University of Vermont

James M. Jeffords Center for Policy Research

Biography of Michael Lester

UVM Major: Wildlife and Fisheries Biology

Michael LesterMichael Lester is a senior in the Honors College and Rubenstein School of Environment and Natural Resources at the University of Vermont, double majoring in Wildlife Biology and Natural Resources. Lester grew up in northern New Jersey where his biggest passion, birds, took off.  He has attended several birding ecology programs in such places as southeastern Arizona, Costa Rica, Ecuador and the Galapagos Islands, and has held various bird-related jobs as well.  He has worked with such organizations as US Fish and Wildlife Service and Mono Lake Committee (an environmental non profit in California), monitoring Piping Plovers and leading birding and natural history tours.  Lester plans to one day receive his doctorate and conduct his own research so as to increase conservation efforts for birds and other wildlife.

Project Description

The negative population trend of Whip-poor-wills (Caprimulgus vociferous) across North America, combined with the difficulty of studying nocturnal birds, leaves critical gaps in our scientific knowledge base for this species.  Many species in the Caprimulgidae family (Goatsuckers) are known to increase their singing during brighter moon phases.  In Common Poorwills (Phalaenoptilus nuttallii), for example, this drop in vocalization is attributed to defensive actions to decrease the risk of predation.   The reason for this behavior in Whip-poor-wills, however, is undocumented.

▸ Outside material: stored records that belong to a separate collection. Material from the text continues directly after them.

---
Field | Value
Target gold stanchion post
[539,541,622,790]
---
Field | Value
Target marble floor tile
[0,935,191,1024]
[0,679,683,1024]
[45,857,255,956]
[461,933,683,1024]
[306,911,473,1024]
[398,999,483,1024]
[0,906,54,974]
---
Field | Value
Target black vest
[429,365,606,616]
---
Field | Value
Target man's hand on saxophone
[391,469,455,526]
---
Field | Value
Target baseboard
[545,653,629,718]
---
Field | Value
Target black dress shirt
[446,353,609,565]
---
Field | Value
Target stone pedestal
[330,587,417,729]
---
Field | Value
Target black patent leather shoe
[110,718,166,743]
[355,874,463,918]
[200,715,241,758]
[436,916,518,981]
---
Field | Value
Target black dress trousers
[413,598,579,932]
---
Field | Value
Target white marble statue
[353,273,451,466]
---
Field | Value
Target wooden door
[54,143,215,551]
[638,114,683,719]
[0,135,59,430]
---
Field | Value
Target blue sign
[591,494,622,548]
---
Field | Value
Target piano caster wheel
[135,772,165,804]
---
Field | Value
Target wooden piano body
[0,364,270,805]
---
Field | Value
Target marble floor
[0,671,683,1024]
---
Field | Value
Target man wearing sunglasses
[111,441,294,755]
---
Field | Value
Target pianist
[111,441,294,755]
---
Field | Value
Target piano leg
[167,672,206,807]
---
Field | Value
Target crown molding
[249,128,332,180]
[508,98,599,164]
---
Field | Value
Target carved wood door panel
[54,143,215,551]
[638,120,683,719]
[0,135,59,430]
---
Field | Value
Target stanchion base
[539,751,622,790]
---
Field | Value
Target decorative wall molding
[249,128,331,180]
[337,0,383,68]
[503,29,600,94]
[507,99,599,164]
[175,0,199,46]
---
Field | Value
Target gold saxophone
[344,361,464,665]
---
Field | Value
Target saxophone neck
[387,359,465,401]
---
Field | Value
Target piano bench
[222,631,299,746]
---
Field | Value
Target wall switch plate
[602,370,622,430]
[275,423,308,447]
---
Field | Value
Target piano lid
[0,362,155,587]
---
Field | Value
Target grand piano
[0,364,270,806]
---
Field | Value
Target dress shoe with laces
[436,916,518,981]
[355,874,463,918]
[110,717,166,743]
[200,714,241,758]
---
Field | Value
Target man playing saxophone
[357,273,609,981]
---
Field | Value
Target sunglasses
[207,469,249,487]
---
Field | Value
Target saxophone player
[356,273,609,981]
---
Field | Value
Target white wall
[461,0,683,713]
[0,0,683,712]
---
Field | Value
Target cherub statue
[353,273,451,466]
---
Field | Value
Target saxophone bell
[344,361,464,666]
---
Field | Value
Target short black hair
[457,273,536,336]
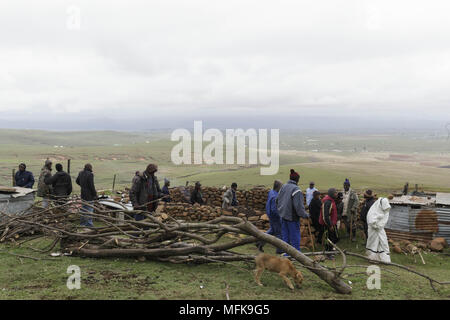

The overall goal of Lester’s project is to examine Whip-poor-will singing behavior in relation to moon phase and predation.  This will be accomplished by quantifying Whip-poor-will vocalizations across various lunar phases, with and without the implied presence of a predator.  Data was collected this summer by monitoring 10 areas of known Whip-poor-will populations once per moon phase for one lunar cycle.  One of two playback treatments was randomly applied to each location.  ANOVA and correlation tests will be used to analyze the singing intensity (number of calls) after each treatment compared to moon phase and light intensity, and the results will be used to improve Whip-poor-will surveying methods.